Hoe bevorder je dat de dermatologische patiënt de meest optimale zorg ontvangt? Het belangrijkste is om de zorg te ontregelen, aldus Birgitte Visch, dermatoloog in Rijnstate en voorzitter van de Nederlandse Vereniging voor Dermatologie en Venereologie (NVDV). “Wat mij betreft verbeteren we de zorg vooral door artsen minder verplichtingen op te leggen en de patiënt meer eigen verantwoordelijkheid te geven.” Voor MedNet licht zij, op basis van een aantal voorbeelden, haar standpunt toe.
“We hebben tegenwoordig zoveel regels, dat komt de kwaliteit van de zorg niet ten goede. Het is een web waarin we verstrikt raken. Focus liever op wat goed gaat en kijk van daaruit wat je nog verder kunt verbeteren.”
Richtlijnen en protocollen
Als voorbeeld noemt Visch de vele vragen die dermatologen aan elke patiënt moeten stellen voordat zij een poliklinische ingreep verrichten, zoals het onder plaatselijke verdoving weghalen van een moedervlek of huidkanker. “In het kader van infectieziektepreventie gaan wij bijvoorbeeld na of een patiënt mogelijk drager is van bijzonder resistentie micro-organismen (BRMO). Deze BRMO-screening bestaat uit een aantal vragen. Zo vragen we onder andere aan alle patiënten of zij de afgelopen 2 maanden in een asielzoekerscentrum hebben gewoond of zijn geweest. Veel patiënten die op de poliklinische OK behandeld worden zijn 80 jaar of ouder, een deel woont niet meer zelfstandig. Zij komen zelden buiten de deur en zeker niet in een asielzoekerscentrum. De NVDV is van mening dat afname van deze screeningsvragenlijst bij poliklinische patiënten niet zinvol is. De administratieve belasting is groot en het is maar de vraag of de screening bij deze patiëntengroep doelmatig is. Daarom hebben we hierover met een aantal andere wetenschappelijke verenigingen een standpunt geformuleerd. Hierin bepleiten we dat de screeningsvragenlijst BRMO niet is aangewezen voor zorgverleners die alleen poliklinische zorg en zorg op de poliklinische operatiekamer verrichten.”1
Een ander voorbeeld van regels die niet zijn aangepast op deelgebieden zijn de ‘medicatietoedieningsregistratie’ (MTR) en het protocol ‘voor toediening gereedmaken’ (VTGM). “Deze registraties zijn zo algemeen geformuleerd dat ze ook verplicht zijn voor de dermatologische polikliniek.
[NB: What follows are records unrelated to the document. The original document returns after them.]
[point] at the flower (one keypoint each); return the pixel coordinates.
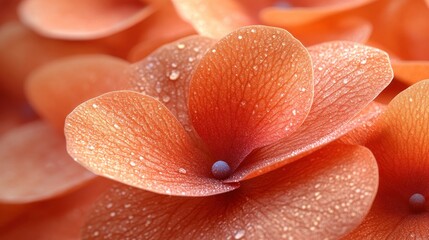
(257, 100)
(400, 145)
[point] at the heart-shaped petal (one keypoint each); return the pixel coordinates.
(254, 87)
(134, 139)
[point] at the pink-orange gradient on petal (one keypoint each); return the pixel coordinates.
(302, 12)
(401, 148)
(81, 19)
(135, 139)
(325, 195)
(16, 42)
(34, 165)
(58, 218)
(254, 87)
(214, 18)
(347, 77)
(56, 88)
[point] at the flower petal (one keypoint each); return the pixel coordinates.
(302, 12)
(70, 81)
(34, 165)
(348, 29)
(321, 197)
(254, 87)
(410, 72)
(166, 73)
(16, 42)
(213, 18)
(82, 19)
(162, 27)
(134, 139)
(402, 152)
(59, 218)
(347, 77)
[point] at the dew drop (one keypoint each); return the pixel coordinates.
(166, 99)
(239, 234)
(174, 75)
(180, 46)
(221, 169)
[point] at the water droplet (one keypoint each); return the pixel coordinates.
(294, 112)
(180, 46)
(174, 75)
(166, 99)
(239, 234)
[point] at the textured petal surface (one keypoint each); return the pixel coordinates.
(347, 77)
(213, 18)
(82, 19)
(70, 81)
(402, 152)
(300, 12)
(59, 218)
(323, 196)
(165, 74)
(34, 165)
(252, 88)
(16, 42)
(410, 72)
(134, 139)
(348, 29)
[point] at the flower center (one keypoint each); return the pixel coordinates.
(417, 202)
(221, 170)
Dit levert wel administratieve last op, terwijl er in de dagelijkse werkzaamheden op de polikliniek geen probleem is op dit gebied. Ook hierover heeft de NVDV een aanbeveling gedaan. Hierin bepleit zij dat, voor bepaalde middelen, het registreren van poliklinisch toe te dienen medicatie (MTR) anders dan door middel van de gebruikelijke verslaglegging in het dossier én het ‘voor toediening gereed maken’ (VTGM) niet noodzakelijk is.”2
Het zou Visch’ voorkeur hebben om, aanvullend op landelijke multidisciplinaire richtlijnen die voor elke medische ingreep gelden, praktische aangepaste protocollen of standpunten te maken voor kleine poliklinische ingrepen. “Hierin kunnen bijvoorbeeld dermatologen, oogartsen en plastische chirurgen samenwerken en de focus leggen op de vragen die voor hen wél belangrijk zijn voor een dergelijke ingreep. Dat is wat mij betreft optimale en passende zorg.”
Goed gesprek
Ook in gesprekken met patiënten nemen artsen te veel vragenlijsten af, vindt Visch. Dit doen zij onder andere in het kader van het monitoren van uitkomstgerichte zorg. “Artsen leggen hun patiënten steeds vaker vragenlijsten voor met patient-reported outcome measures (PROMs). Deze uitkomstmaten zijn bedoeld om het samen beslissen tussen arts en patiënt te faciliteren en het effect van een behandeling inzichtelijk te maken. Bijvoorbeeld door te vragen naar de hoeveelheid pijn of jeuk die een patiënt ervaart of naar beperkingen in het dagelijks functioneren. Bij specifieke ingrepen, zoals een knieoperatie of behandeling met chemotherapie, geeft dit zeker inzicht in de situatie voor en na de ingreep of behandeling. Maar in het geval van chronische aandoeningen zoals eczeem doet het uitvragen van PROMs vaak helemaal geen recht aan de situatie. Deze ziekten gaan vaak gepaard met exacerbaties. Daaraan kunnen allerlei redenen ten grondslag liggen. Denk aan stress in de thuissituatie of op het werk, maar ook aan factoren zoals het weer. Het effect van de behandeling is verder afhankelijk van de verkrijgbaarheid van medicijnen bij de apotheek en bijvoorbeeld therapietrouw van de patiënt. Een PROM zegt in dat geval niets over de vraag of er goede zorg is geleverd.”3
Een goed gesprek met de patiënt daarentegen kan de kwaliteit van de zorg wel verbeteren. “Neem bijvoorbeeld een patiënt met eczeem die mij vertelt dat zij zoveel jeuk heeft dat zij er ’s nachts niet van slaapt. In hetzelfde gesprek vertelt ze mij dat haar zus recent is overleden, wat veel verdriet en stress voor haar veroorzaakt. Met dat gesprek heb ik al heel veel belangrijke informatie en begrijp ik waarom het op dit moment slecht gaat met het eczeem. Op basis daarvan kan ik, samen met de patiënt, bekijken of we tijdelijk iets steviger moeten behandelen dan normaal om de klachten weer onder controle te krijgen, of waar de patiënt op dat moment de meeste behoefte aan heeft. Het is dan wat mij betreft niet zinvol om daarnaast ook nog een lijst met PROMs uit te vragen. Sterker nog, dit doet afbreuk aan het gesprek.”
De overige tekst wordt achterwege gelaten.